Impact: Explosion and fire; 2 fatalities; 8 injuries; Plant 1 destroyed, Plants 2 and 3 shutdown, 5% loss of supply, 250,000 workers sent home.
Control instrumentation for absorber bottoms condensate
Summary
The LPG Plant 1 separated methane from LPG in a pair of absorber towers using lean oil. During the night before the accident, the level increased in the knockout section of Absorber B. Since the disposal route to Plant 2 was not available, an alternate route to a Condensate Flash Tank was used. The normal procedure of increasing absorber bottom temperature was not done. As a result, the flash tank protected itself from excessively cold temperatures by decreasing incoming flow, which in turn caused absorber condensate level to continue to increase. Eventually, condensate mixed with rich stripping oil. This mixture flashed across the level control valve and lowered the temperature in the Rich Oil Flash Tank. Temperatures throughout the plant were lowered as rich oil flowed through the process. A low temperature trip of the lean oil pumps resulted, and the trip was not communicated to the plant supervisor for over an hour. A hand switch was actuated to decrease flow through exchanger GP905 in an attempt to restart the pumps. The heat exchanger ruptured due to cold temperature embrittlement, releasing a vapor cloud of gas and oil. The cloud traveled 170 meters to fired heaters before ignition occurred.
Instrumentation and Controls Gaps
- 100s-1000s of alarms happened per day, many regarded as nuisance
- Critical alarms were not prioritized
- Operators desensitized, alarm system ineffective
- Operators and supervisors did not understand the consequences of their manual actions and experienced engineers had been moved off-site
Key automation learning points
Alarm management reduces the number of alarms to only those requiring operator action. The risk reduction that normally results from a robustly managed safety alarm program is fully dependent on timely and correct operator response to the alarms. Having chronically high process alarm rates in a facility or a significant number of alarms which do not require action will promote the development of ineffective alarm response habits. [ANSI/ISA 18.2]
As in most large events, there were many contributing factors.

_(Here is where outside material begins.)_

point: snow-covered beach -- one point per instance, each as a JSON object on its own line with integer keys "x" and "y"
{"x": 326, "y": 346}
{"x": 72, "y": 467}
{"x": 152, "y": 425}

Among them were two significant deviations from common H&RA automation assumptions:
- The facility was operating in an alternate mode in which operations and the front-line supervisors, in the absence of experienced engineers, did not correctly understand how the process conditions would respond to the manual actions they took.
- The alarm management system was ineffective, with chronically high levels of unprioritized alarms, fostering desensitization to and basic distrust of alarms by the operators.
With these deviations from standard H&RA assumptions, any Operator Response to Alarm protection layer would be very unlikely to succeed.
Sustainability action
Audit to confirm that the assumptions made during hazard and risk analysis are actually reflected in plant operation and that these assumptions remain valid over time.
References:
- Hopkins A. 2000. Lessons from Longford: The ESSO Gas Plant Explosion. CCH Australia Limited.
- 2017. Guidelines for Safe Automation in Chemical Processes-2ed. New York: AICHE.
- Summers, Angela E., E. Roche, H Jin, M Carter. 2015. “Incidents That Define Safe Automation.” Presented at 61st International Instrumentation Symposium, Huntsville, Alabama, May.